Closed mochaminte closed 5 months ago
As we don't use the csv for labelling of the datasets in this repo, i'm not quite sure what's the meaning of the id of each sentence in the csv of British sign language dataset. Besides, you can find the output-hypothesis files here.
Thank you for that. During the training phase, a lot of my loss is NaN. My output is coming out like this:
loss is nan
tensor([112, 48]) frames
tensor([19, 10]) glosses
Do you have an idea of why ?
This is a natural result if you use the original code of CorrNet to train. If the outputs like this don't occur more than five times during an epoch, it doesn't matter. This is caused by the squeezed input sentence length doesn't exceed the label length.
Unfortunately I am getting this more than 5 times during an epoch. I have not been able to get my dev_WER below 100%.
Have you encountered any errors during training?
No, I am not
though in my output-hypothesis files, I am only getting one word translations for all the video files
It seems strange. I suppose that you may link a wrong dataset path to the model or the model may receive a dataset that doesn't correspond to the labels, thus incurring these errors. You may paste the baseline.yaml or log.txt here and i can check them for you.
I believe my dataset path to my model is correct as I've checked the inputted data and it is from the british sign language dataset (bobsl). log.txt
I have checked the log.txt and don't observe any issue in it. I suppose that this issue may be attributed to the difficulty of bobsl? Other works have shown that the WER on bobsl can only reach ~60%.

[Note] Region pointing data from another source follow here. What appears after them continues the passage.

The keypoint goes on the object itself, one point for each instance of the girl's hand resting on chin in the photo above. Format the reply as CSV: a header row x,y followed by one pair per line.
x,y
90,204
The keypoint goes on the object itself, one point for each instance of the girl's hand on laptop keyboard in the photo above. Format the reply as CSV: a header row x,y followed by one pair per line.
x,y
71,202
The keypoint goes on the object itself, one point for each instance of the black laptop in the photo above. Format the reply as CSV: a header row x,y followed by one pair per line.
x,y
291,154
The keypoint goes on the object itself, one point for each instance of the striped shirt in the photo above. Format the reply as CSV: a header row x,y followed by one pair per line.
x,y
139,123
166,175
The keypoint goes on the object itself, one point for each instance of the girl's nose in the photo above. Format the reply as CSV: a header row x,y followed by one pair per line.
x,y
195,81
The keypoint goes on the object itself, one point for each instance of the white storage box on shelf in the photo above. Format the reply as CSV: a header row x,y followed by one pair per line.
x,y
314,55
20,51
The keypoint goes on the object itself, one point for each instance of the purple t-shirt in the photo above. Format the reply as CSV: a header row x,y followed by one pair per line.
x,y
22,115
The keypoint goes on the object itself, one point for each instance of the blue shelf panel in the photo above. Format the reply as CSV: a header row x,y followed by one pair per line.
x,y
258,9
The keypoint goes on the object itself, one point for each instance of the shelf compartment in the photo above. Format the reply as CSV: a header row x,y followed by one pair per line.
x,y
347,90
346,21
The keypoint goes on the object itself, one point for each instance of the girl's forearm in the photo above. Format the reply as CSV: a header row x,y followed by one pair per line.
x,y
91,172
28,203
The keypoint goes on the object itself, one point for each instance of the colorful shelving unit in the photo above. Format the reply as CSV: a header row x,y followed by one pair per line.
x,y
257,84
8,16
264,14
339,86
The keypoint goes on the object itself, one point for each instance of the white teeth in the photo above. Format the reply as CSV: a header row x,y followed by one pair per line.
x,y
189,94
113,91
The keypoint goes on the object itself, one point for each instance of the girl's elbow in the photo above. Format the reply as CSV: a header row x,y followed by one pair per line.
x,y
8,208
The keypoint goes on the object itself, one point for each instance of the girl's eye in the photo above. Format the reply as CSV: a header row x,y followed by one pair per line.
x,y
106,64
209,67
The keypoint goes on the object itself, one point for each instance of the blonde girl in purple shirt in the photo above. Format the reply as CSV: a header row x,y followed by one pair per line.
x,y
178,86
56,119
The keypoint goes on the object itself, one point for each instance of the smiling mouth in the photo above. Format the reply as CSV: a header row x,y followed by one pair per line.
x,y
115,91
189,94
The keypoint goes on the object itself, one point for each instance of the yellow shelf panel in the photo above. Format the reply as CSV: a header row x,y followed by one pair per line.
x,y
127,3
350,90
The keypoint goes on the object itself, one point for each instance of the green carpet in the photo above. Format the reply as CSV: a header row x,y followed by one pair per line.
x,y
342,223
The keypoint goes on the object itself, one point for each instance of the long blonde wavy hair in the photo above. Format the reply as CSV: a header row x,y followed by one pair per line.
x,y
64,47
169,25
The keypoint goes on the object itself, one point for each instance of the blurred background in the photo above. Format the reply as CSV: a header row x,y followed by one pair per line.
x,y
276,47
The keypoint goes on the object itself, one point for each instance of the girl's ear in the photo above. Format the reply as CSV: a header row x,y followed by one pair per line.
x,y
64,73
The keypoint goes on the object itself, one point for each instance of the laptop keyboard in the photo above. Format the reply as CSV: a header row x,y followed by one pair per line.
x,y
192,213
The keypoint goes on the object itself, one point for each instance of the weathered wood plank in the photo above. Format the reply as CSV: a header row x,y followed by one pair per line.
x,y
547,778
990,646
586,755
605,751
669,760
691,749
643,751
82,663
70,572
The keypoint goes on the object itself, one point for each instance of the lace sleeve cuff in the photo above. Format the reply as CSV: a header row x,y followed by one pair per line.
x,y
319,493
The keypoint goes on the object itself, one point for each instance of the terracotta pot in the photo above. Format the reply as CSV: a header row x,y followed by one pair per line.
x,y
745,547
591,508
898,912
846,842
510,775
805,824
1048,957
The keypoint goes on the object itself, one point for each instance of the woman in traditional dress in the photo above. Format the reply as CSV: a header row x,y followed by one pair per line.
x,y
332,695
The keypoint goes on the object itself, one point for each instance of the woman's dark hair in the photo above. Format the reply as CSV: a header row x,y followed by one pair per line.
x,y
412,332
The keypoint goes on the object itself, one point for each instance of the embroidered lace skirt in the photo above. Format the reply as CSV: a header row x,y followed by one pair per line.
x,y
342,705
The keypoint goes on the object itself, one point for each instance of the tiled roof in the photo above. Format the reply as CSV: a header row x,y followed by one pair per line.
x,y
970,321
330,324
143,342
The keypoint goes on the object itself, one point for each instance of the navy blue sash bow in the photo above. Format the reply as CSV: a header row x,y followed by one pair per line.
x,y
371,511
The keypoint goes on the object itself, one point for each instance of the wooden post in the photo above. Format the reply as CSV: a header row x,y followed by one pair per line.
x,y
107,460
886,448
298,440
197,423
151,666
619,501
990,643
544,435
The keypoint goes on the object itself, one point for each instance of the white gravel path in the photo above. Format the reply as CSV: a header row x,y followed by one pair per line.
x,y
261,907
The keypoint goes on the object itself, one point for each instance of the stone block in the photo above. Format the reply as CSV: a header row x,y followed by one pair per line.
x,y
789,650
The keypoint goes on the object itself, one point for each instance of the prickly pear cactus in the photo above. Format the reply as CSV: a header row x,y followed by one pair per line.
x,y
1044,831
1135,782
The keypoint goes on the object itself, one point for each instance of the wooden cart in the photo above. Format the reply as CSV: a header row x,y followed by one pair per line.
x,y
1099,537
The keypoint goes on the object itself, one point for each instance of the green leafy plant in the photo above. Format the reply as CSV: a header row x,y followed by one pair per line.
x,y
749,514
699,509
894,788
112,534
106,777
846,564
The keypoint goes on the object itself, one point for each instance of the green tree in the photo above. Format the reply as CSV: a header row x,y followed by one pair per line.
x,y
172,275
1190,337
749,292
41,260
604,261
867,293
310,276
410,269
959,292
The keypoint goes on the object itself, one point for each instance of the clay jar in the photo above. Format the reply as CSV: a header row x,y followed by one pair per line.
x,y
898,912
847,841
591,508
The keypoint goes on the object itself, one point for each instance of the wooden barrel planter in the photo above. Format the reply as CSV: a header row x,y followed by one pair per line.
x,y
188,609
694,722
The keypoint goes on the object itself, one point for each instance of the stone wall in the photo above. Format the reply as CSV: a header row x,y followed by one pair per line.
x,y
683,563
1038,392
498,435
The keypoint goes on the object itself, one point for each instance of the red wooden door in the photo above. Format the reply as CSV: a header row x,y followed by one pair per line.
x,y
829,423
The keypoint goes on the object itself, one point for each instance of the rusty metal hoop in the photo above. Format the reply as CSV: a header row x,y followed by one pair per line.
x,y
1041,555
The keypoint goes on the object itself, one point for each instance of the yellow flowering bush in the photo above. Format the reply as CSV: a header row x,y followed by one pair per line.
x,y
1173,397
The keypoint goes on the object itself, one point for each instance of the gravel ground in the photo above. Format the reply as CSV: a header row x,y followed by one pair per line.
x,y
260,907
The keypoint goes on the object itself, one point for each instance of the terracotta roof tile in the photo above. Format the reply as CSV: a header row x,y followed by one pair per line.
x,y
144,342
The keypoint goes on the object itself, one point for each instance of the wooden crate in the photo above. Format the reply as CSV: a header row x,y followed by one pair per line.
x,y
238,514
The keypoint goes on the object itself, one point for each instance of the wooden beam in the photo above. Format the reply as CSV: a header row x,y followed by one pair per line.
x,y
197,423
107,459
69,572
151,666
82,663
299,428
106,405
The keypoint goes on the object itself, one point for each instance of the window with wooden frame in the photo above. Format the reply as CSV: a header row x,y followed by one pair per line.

If you don't mind, could you send me the links to the works that you found ? I still find it strange that my output hypothesis files only output one word as translations
Sorry, i misremember it. This is performance (>60%) the sign language recognition accuracy instead of continuous sign language recognition in their paper (BBC-Oxford British Sign Language Dataset). Besides, i noticed that in BOBSL, they seems to not provide a benchmark of CSLR. Have you used the SLT benchmark to train CSLR models?
No I haven't, but I'm not sure I understand what you mean by that.
The BOBSL dataset, supports three tasks including sign recognition, Sign language sentence alignment and sign language translation, but not including continuous sign language recognition. Do you use the data for sign language translation to train CorrNet for the continuous sign language recognition task?
No, I didn't use that data. I downloaded the videos and used the manually aligned subtitles to get sentence timing and the labels. I then extracted the frames for each sentence from the videos at 25fps at 256x256. Afterwards I followed similar steps as you described in your README file to set up the BOBSL dataset
It's worth noting that the subtitles is actually the translated text, which should be used for the sign language translation task instead of continuous sign language recognition task.
I understand now, so it is not possible to use bobsl for continuous sign language recognition then ?
Yes, in my view, it can't be used for continuous sign language recognition now.
okay i understand, thank you for your help
Hi, thank you for your contribution, I am currently trying to use this to train on British sign language dataset. Just to check, the id of each sentence in the csv file does not need to be unique, right ?
Also, could I see your output-hypothesis files if possible ?